The household survey to identify out-of-school children is conducted in December every year and the children are enrolled in April, the consecutive year, this gap of four months between the survey and enrolment is primarily responsible for these children failing to join the special training centres, as they tend to relocate to other places during this time lapse.
- A child is categorised as ‘out-of-school’ if he or she has never been enrolled in a school.
Every year, the Sarva Shiksha Abhiyan (SSA) office receives the grant and then returns it, as children fail to join the centres. In 2015, the SSA office received an approved grant of Rs 36 lakh for 1,911 out-of-school students which were identified during the household survey. Out of 1,911, 1,615 joined the special training centres and 1,400 students were mainstreamed in April 1, 2016. This data clearly indicates that 296 students failed to join the centres in April. So, the Ludhiana Sarva Shiksha Abhiyan office returned a grant of Rs 1.27 lakh to the head office in Chandigarh.
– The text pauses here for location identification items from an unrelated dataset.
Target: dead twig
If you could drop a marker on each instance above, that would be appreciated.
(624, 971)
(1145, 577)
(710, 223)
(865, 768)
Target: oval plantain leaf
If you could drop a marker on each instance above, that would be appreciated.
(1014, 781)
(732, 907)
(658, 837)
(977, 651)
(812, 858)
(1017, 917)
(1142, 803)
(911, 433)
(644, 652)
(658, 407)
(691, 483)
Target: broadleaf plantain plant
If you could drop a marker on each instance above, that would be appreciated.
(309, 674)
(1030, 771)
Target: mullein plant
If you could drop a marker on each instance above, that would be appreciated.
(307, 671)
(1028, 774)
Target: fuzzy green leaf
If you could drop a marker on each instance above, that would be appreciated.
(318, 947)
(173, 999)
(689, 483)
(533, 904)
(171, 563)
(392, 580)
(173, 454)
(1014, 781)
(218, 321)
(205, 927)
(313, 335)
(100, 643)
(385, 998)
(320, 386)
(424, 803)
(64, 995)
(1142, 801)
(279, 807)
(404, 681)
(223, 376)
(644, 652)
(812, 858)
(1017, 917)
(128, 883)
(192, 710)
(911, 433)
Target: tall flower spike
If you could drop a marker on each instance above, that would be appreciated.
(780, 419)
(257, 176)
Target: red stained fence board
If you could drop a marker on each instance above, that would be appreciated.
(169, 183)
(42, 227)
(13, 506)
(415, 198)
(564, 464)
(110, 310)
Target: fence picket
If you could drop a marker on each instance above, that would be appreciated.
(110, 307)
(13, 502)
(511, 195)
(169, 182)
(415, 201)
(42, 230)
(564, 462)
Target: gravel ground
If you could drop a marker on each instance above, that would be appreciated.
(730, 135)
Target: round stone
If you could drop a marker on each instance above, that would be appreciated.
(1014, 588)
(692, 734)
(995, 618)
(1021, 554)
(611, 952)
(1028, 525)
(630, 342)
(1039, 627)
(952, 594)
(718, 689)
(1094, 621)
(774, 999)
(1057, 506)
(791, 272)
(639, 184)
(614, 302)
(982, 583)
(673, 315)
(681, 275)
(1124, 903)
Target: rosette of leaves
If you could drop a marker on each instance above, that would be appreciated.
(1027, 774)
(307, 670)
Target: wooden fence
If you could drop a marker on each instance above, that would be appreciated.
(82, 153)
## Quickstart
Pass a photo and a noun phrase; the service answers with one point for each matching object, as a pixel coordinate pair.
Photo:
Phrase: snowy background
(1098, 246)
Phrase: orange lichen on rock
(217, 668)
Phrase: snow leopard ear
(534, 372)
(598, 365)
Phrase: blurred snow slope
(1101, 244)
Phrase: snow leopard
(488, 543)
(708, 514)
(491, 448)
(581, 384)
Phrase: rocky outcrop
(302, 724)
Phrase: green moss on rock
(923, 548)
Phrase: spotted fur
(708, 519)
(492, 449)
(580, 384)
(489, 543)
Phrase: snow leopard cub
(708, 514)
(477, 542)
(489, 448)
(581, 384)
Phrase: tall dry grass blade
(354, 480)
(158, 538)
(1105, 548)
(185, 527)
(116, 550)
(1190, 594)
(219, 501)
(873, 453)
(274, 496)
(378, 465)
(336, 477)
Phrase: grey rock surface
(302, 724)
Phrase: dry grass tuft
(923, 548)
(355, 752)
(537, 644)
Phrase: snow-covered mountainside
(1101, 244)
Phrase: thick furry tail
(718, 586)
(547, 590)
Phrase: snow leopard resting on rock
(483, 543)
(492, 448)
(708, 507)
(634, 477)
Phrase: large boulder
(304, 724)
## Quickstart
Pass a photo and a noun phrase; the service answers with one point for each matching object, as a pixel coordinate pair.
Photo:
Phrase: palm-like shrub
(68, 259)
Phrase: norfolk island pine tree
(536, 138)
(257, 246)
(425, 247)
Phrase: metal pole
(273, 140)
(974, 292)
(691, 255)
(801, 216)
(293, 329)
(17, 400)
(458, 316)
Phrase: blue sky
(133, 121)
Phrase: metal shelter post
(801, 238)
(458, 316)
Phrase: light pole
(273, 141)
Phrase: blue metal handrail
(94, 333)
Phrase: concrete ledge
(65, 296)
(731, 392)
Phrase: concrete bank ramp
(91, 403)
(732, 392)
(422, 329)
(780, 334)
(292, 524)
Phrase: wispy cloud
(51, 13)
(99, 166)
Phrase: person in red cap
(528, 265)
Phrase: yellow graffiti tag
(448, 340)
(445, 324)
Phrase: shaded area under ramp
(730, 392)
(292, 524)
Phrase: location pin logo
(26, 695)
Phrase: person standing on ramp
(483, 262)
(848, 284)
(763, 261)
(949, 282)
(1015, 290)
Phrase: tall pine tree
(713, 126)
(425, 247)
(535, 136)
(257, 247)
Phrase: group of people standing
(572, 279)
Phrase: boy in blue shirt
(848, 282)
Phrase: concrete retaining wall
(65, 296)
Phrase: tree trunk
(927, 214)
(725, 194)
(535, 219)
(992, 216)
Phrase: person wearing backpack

In 2014, the situation was also the same. 1,837 students were traced in the household survey and only 1,665 were mainstreamed in April 2015.
An official from SSA office requesting anonymity, said, “The household survey must be conducted in March instead of December so that the identified students can join the centres from April 1. Whenever we conduct the survey in December, the students identified, either move to other locations or migrate to other states. I believe, this year it will be difficult to get out-of-school students as due to an installation of smart classrooms in the government primary schools most of the students have already enrolled themselves in schools.”
- Section (4) of the Right to Education (RTE) Act, 2009, says “Where a child above six years of age has not been admitted in any school and could not complete his or her elementary education, then, he or she should be admitted in a class appropriate to his or her age. He or she should be at par with others, must have a right to receive special training within such time-limits.”
A primary school teacher, who wished not to be named, said, “To teach these students, the government has hired special training volunteers but they are not taking any classes. They make these students sit in Class 1 and primary school teachers are teaching them. In the district, the special training centres are running just on papers, however, in reality, these volunteers make out-of-school students sit in our classes. These centres were started by the government to prepare the child for admission in the mainstream schools.”
Director general school education, Punjab, Pradeep Aggarwal, said, “After December, it will be examination time and everybody will be busy in conducting exams of different classes. However, we can think of conducting one more survey in March or April.”